BASIC implementations used basic work out for a 10 year old pdf the small and simple home computers of the early 1980s. They wanted to enable students in fields other than science and mathematics to use computers. It was intended specifically for less technical users who did not have or want the mathematical background previously expected.
Being able to use a computer to support teaching and research was quite novel at the time. Wanting use of the language to become widespread, its designers made the compiler available free of charge. The book remained popular, and was re-published on several occasions. 1970s was the start of explosive growth for BASIC.
It had the advantage that it was fairly well known to the young designers and computer hobbyists who took an interest in microcomputers. BASIC was one of the few languages that was both high-level enough to be usable by those without training and small enough to fit into the microcomputers of the day, making it the de facto standard programming language on early microcomputers. 1977, all three had BASIC as their primary programming language and operating environment. The Apple II and TRS-80 each had two versions of BASIC, a smaller introductory version introduced with the initial releases of the machines and a more advanced version developed as interest in the platforms increased. As new companies entered the field, additional versions were added that subtly changed the BASIC family.

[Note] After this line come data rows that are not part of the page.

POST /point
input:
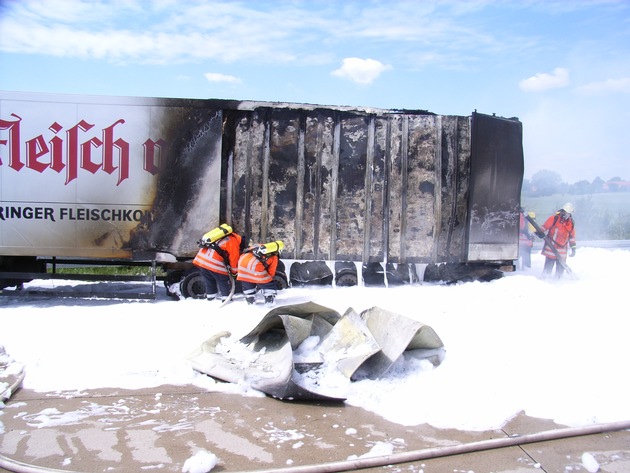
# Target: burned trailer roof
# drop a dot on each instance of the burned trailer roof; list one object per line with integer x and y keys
{"x": 345, "y": 183}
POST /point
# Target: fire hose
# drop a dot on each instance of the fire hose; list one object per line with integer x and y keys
{"x": 397, "y": 458}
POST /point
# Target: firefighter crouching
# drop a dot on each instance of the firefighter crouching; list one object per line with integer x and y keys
{"x": 217, "y": 261}
{"x": 256, "y": 270}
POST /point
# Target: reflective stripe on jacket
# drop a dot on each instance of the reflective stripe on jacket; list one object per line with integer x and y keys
{"x": 212, "y": 260}
{"x": 251, "y": 269}
{"x": 561, "y": 233}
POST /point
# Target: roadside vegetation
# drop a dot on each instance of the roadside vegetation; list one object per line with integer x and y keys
{"x": 602, "y": 208}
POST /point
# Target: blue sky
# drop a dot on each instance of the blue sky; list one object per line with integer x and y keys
{"x": 561, "y": 67}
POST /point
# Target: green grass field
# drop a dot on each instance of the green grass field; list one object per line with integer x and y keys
{"x": 604, "y": 216}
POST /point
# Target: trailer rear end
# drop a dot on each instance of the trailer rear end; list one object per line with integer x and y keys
{"x": 140, "y": 179}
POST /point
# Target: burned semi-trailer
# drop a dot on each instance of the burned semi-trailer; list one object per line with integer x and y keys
{"x": 357, "y": 195}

As the popularity of BASIC grew in this period, computer magazines published complete source code in BASIC for video games, utilities, and other programs. This book, and its sequels, provided hundreds of ready-to-go programs that could be easily converted to practically any BASIC-running platform. In addition they produced the Microsoft BASIC Compiler aimed at professional programmers. However, by the latter half of the 1980s, users were increasingly using pre-made applications written by others, rather than learning programming themselves, while professional programmers now had a wide range of more advanced languages available on small computers.
Return statements, and optional line numbers which could be used to locate errors. To the surprise of many at Microsoft who still initially marketed it as a language for hobbyists, the language came into widespread use for small custom business applications shortly after the release of VB version 3. 0, which is widely considered the first relatively stable version. By that time, computers running Windows 3. 1 had become fast enough that many business-related processes could be completed “in the blink of an eye” even using a “slow” language, as long as large amounts of data were not involved. Many small business owners found they could create their own small, yet useful applications in a few evenings to meet their own specialized needs. Eventually, during the lengthy lifetime of VB3, knowledge of Visual Basic had become a marketable job skill.